By Jim Newman, USGBC MA Board & Linnean Solutions
The annual EcoDistrict summit was held for the first time outside of Portland, Oregon this year at the Boston Convention & Exhibition Center (BCEC) in the city’s Innovation District. This area of South Boston’s waterfront, also known as the Seaport, has thrived because of elements most valued by the EcoDistricts organization
such as public-private partnerships, the entrepreneurial spirit, and an emphasis on collaboration.
At the summit, more than 90 speakers shared their visions of vibrant, healthy, equitable neighborhoods and how urban leaders can support these cutting-edge communities. From microgrids to green infrastructure to the sustainable transformation of London’s Olympic Village, inspiration came from all corners. It was this very diversity that tied the summit together.

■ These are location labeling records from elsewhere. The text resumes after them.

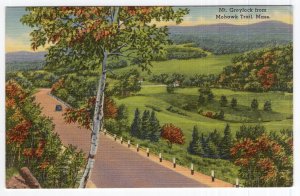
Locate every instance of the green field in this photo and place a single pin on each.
(211, 64)
(156, 97)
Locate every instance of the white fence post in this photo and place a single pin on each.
(192, 168)
(237, 183)
(174, 162)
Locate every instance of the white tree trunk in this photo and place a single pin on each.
(97, 125)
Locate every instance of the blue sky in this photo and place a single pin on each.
(17, 35)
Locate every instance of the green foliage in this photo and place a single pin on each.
(254, 104)
(31, 142)
(261, 70)
(136, 124)
(182, 52)
(146, 127)
(223, 101)
(195, 146)
(233, 102)
(268, 106)
(24, 66)
(251, 132)
(155, 129)
(211, 37)
(226, 144)
(205, 96)
(127, 83)
(170, 88)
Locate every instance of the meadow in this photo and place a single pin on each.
(212, 64)
(155, 97)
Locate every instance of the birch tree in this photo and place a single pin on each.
(80, 38)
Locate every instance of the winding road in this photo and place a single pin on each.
(116, 165)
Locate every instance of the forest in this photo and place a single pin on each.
(223, 104)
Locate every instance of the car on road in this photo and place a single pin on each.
(58, 108)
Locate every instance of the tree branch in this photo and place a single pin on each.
(120, 47)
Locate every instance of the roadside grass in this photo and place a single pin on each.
(10, 172)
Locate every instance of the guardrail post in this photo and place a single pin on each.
(237, 183)
(192, 168)
(174, 162)
(128, 143)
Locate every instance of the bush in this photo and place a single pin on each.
(254, 104)
(223, 101)
(268, 106)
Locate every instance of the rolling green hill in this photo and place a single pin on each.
(211, 64)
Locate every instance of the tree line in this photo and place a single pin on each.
(31, 142)
(265, 159)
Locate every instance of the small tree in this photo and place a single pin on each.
(172, 134)
(136, 124)
(201, 99)
(223, 101)
(254, 104)
(212, 150)
(155, 129)
(145, 125)
(233, 103)
(170, 88)
(268, 106)
(195, 145)
(220, 115)
(210, 96)
(226, 144)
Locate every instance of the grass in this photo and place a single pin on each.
(212, 64)
(10, 172)
(156, 97)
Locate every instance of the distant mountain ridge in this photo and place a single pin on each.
(265, 31)
(265, 26)
(228, 38)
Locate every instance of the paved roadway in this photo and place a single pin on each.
(116, 166)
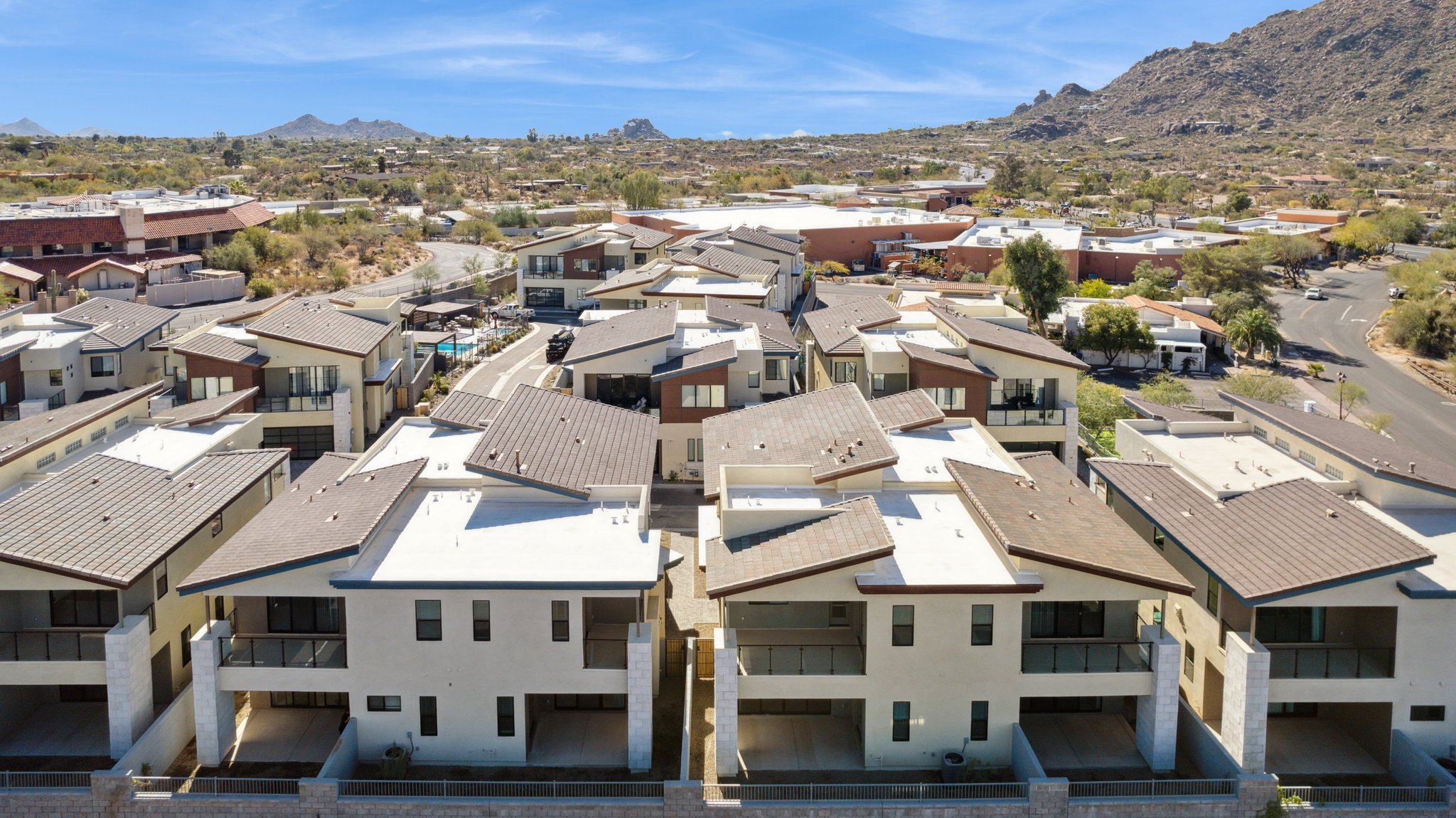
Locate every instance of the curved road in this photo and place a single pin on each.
(1332, 332)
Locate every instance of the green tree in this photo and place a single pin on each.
(1114, 329)
(1258, 386)
(1040, 274)
(1165, 389)
(641, 191)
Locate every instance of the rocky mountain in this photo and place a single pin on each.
(312, 127)
(1339, 68)
(25, 127)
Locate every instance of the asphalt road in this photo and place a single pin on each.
(1332, 332)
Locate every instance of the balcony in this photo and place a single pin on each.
(80, 645)
(1110, 655)
(284, 652)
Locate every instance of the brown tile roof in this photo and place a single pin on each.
(833, 431)
(1270, 542)
(628, 331)
(774, 329)
(208, 410)
(766, 240)
(1363, 447)
(28, 434)
(710, 357)
(836, 329)
(316, 519)
(845, 533)
(567, 445)
(465, 411)
(995, 336)
(222, 349)
(115, 325)
(1054, 519)
(936, 358)
(1201, 322)
(911, 410)
(111, 521)
(322, 326)
(729, 262)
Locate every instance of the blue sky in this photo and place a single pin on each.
(498, 68)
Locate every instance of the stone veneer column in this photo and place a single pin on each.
(725, 699)
(213, 708)
(1158, 712)
(640, 696)
(1246, 701)
(129, 681)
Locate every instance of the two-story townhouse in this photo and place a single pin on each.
(967, 358)
(894, 587)
(471, 594)
(683, 366)
(1317, 551)
(94, 638)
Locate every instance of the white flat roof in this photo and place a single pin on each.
(449, 536)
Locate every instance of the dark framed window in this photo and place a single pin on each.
(429, 626)
(980, 719)
(504, 716)
(1428, 712)
(901, 626)
(561, 620)
(481, 617)
(304, 615)
(900, 722)
(383, 703)
(982, 620)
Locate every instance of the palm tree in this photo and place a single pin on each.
(1253, 328)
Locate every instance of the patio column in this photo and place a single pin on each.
(211, 706)
(129, 681)
(640, 696)
(1158, 712)
(725, 701)
(1246, 701)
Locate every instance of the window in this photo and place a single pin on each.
(560, 620)
(980, 719)
(1428, 712)
(427, 620)
(900, 724)
(504, 715)
(83, 609)
(304, 615)
(948, 396)
(481, 619)
(982, 620)
(383, 703)
(704, 396)
(901, 626)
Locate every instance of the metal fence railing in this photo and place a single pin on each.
(749, 794)
(1324, 797)
(168, 787)
(514, 791)
(1150, 790)
(44, 780)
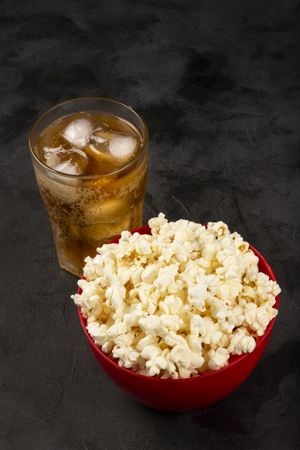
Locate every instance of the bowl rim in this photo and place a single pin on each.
(211, 373)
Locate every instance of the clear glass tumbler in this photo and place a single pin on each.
(86, 211)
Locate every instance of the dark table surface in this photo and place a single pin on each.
(218, 84)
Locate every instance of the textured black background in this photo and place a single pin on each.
(218, 84)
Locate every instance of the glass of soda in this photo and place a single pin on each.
(90, 160)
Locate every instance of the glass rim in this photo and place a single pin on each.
(88, 177)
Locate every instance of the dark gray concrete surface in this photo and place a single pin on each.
(218, 84)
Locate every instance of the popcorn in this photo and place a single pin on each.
(178, 302)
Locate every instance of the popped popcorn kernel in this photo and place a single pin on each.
(177, 302)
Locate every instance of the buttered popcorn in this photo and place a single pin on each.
(178, 302)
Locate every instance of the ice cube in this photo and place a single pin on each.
(78, 132)
(122, 147)
(71, 161)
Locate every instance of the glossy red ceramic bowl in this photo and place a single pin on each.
(190, 393)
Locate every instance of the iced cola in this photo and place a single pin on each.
(90, 161)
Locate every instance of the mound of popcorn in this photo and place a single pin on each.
(178, 302)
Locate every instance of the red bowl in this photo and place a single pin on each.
(189, 393)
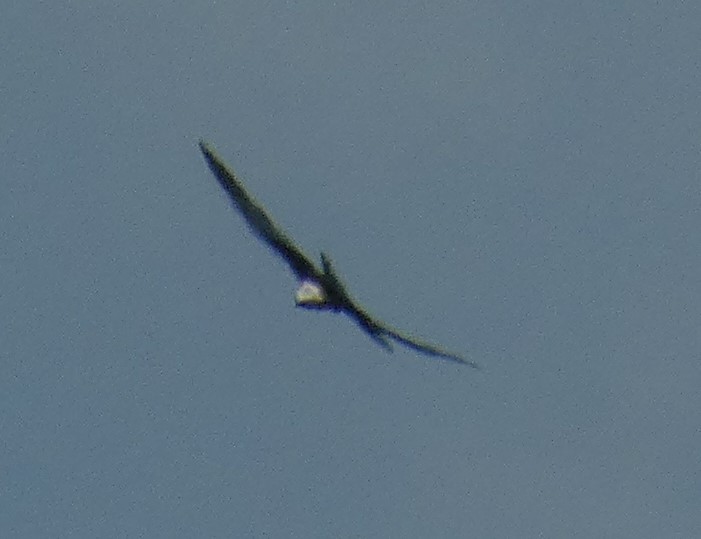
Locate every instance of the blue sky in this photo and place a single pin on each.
(517, 182)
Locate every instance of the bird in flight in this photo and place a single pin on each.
(320, 288)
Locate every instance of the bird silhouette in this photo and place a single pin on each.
(320, 287)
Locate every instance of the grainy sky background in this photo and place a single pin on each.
(518, 181)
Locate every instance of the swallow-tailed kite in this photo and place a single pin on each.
(320, 288)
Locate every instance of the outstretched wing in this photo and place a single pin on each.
(380, 332)
(259, 221)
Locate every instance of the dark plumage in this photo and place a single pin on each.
(321, 288)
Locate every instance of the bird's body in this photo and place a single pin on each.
(320, 288)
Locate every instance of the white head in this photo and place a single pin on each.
(310, 294)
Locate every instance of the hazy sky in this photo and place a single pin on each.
(515, 181)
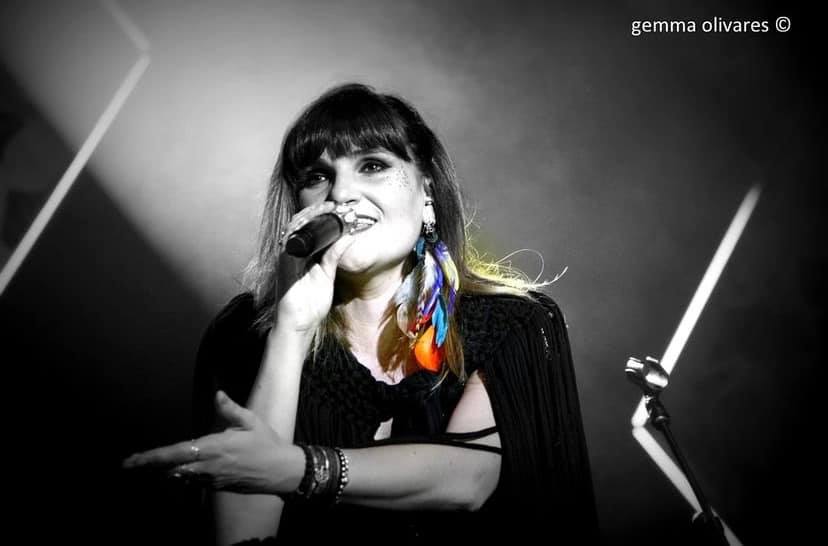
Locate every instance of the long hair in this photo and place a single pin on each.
(355, 117)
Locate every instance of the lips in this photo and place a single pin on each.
(362, 223)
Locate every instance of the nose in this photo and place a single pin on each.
(345, 188)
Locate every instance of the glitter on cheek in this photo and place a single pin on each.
(399, 178)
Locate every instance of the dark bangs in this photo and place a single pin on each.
(346, 119)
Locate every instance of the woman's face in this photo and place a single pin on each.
(376, 184)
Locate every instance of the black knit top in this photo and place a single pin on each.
(521, 349)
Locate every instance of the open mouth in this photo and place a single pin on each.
(362, 223)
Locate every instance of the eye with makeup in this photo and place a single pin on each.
(373, 165)
(313, 178)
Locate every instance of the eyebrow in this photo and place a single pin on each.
(321, 163)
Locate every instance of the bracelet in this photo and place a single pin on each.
(325, 477)
(306, 486)
(343, 474)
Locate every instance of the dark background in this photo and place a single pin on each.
(622, 158)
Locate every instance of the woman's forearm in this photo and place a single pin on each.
(421, 477)
(274, 399)
(275, 392)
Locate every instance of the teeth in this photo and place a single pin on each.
(362, 224)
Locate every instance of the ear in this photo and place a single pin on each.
(427, 187)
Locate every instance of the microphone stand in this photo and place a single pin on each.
(652, 378)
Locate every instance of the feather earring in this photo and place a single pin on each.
(426, 299)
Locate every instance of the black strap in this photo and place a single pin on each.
(453, 439)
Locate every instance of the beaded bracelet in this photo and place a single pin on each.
(343, 474)
(325, 477)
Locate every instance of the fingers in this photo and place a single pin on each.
(234, 414)
(191, 473)
(187, 452)
(330, 259)
(174, 454)
(304, 216)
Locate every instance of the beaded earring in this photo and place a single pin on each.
(425, 300)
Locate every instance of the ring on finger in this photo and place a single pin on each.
(195, 451)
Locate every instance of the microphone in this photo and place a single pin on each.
(319, 233)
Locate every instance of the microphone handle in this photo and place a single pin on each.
(319, 233)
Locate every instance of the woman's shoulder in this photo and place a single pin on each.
(488, 320)
(507, 307)
(236, 316)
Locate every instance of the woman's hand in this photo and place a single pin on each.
(248, 457)
(306, 284)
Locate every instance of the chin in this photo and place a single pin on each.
(364, 257)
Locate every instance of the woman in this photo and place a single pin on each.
(430, 398)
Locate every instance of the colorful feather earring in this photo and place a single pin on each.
(425, 301)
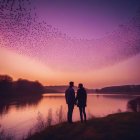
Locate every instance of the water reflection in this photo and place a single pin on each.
(19, 115)
(18, 103)
(134, 104)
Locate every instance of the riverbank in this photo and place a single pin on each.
(120, 126)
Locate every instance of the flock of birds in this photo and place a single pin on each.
(21, 31)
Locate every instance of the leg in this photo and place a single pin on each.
(70, 111)
(84, 112)
(81, 115)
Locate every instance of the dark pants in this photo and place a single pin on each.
(82, 113)
(70, 111)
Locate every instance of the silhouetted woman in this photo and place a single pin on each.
(81, 100)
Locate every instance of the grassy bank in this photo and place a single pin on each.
(120, 126)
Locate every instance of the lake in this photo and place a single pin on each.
(19, 116)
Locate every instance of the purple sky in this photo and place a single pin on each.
(86, 18)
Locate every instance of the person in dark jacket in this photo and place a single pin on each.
(70, 100)
(81, 100)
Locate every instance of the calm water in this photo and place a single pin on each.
(18, 116)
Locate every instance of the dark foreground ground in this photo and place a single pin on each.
(120, 126)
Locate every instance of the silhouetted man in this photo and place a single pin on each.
(81, 98)
(70, 100)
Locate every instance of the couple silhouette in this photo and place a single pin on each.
(80, 100)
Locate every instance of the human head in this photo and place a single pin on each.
(80, 85)
(71, 84)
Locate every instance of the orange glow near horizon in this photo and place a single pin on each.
(19, 66)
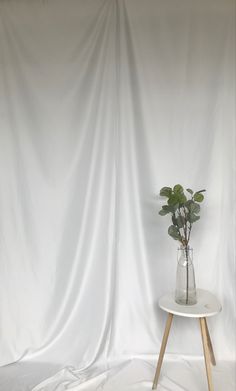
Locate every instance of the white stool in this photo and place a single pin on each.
(207, 305)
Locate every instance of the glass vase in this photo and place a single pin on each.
(185, 292)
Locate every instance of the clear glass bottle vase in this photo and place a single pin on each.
(185, 292)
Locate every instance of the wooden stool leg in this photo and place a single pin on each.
(206, 353)
(162, 351)
(213, 360)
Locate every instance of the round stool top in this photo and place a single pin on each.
(207, 305)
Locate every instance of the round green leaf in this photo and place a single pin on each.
(173, 200)
(198, 197)
(178, 189)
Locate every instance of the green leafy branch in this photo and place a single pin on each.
(184, 211)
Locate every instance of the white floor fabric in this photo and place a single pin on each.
(178, 374)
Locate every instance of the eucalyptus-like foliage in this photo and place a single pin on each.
(184, 210)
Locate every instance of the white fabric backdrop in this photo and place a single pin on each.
(103, 102)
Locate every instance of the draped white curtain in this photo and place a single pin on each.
(102, 103)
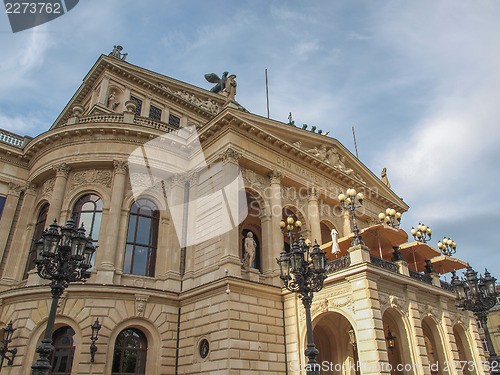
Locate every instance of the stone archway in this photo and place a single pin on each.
(400, 355)
(434, 346)
(464, 349)
(335, 339)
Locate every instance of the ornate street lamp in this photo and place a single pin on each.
(478, 296)
(391, 217)
(348, 202)
(391, 340)
(7, 339)
(63, 256)
(95, 332)
(303, 271)
(422, 234)
(447, 246)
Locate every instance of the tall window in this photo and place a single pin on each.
(130, 352)
(88, 211)
(39, 227)
(2, 204)
(64, 340)
(142, 238)
(139, 105)
(155, 113)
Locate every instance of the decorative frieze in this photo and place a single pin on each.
(140, 304)
(62, 169)
(92, 176)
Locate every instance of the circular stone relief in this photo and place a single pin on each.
(204, 348)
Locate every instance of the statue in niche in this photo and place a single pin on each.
(220, 83)
(117, 53)
(249, 256)
(335, 245)
(385, 180)
(231, 87)
(112, 102)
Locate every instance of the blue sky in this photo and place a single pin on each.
(420, 81)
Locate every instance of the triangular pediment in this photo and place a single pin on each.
(186, 99)
(319, 153)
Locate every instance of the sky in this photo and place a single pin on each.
(419, 81)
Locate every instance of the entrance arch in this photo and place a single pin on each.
(434, 346)
(336, 341)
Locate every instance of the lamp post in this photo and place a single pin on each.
(422, 234)
(348, 202)
(478, 295)
(303, 271)
(447, 246)
(63, 256)
(391, 217)
(7, 339)
(95, 332)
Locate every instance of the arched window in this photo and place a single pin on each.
(142, 238)
(130, 352)
(39, 227)
(64, 340)
(88, 211)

Diversity discussions focused on more than race and ethnicity, although major disparities based on zip codes were discussed in a poignant presentation from Bay Area educator and innovator Antwi Akom
. As part of the same first-morning plenary, April Rinne's talk on collaborative consumption underscored how we stand on the cusp of a diverse new economy–sharing cars, tools, and decision-making about how we build communities.
During the individual education-session periods, there was an equally exciting array of topics. For example, the Wednesday afternoon sessions covered how the world’s megacities are responding to climate change. EcoDistricts in the Innovation District (this featured Linnean Solutions’ work) discussed issues such as social equity, resource boundaries, and district energy.
Both before and after the summit’s BCEC program, events took place around the city that allowed attendees to see how Boston is also embracing the EcoDistricts principles in diverse ways. The first event was a legacy project charrette in Dorchester’s Talbot-Norfolk Triangle (TNT)Eco-Innovation District
, which has a LEED-ND Platinum rating as its main goal.
Four site tours were held, as well as a training and research symposium at Northeastern University. The site tours explored the TNT as well as Jackson and Eggleston Squares in Jamaica Plain, Kendall Square and MIT in Cambridge, and a walking tour of the Innovation District.
Each of these provided visitors with views of potential ecodistricts at various points in their evolution.
The diversity of people, places, and ideas represented at the 2013 Summit paralleled what makes a great EcoDistrict: many different individuals coming together with the common goal of building a vital, sustainable, and just community.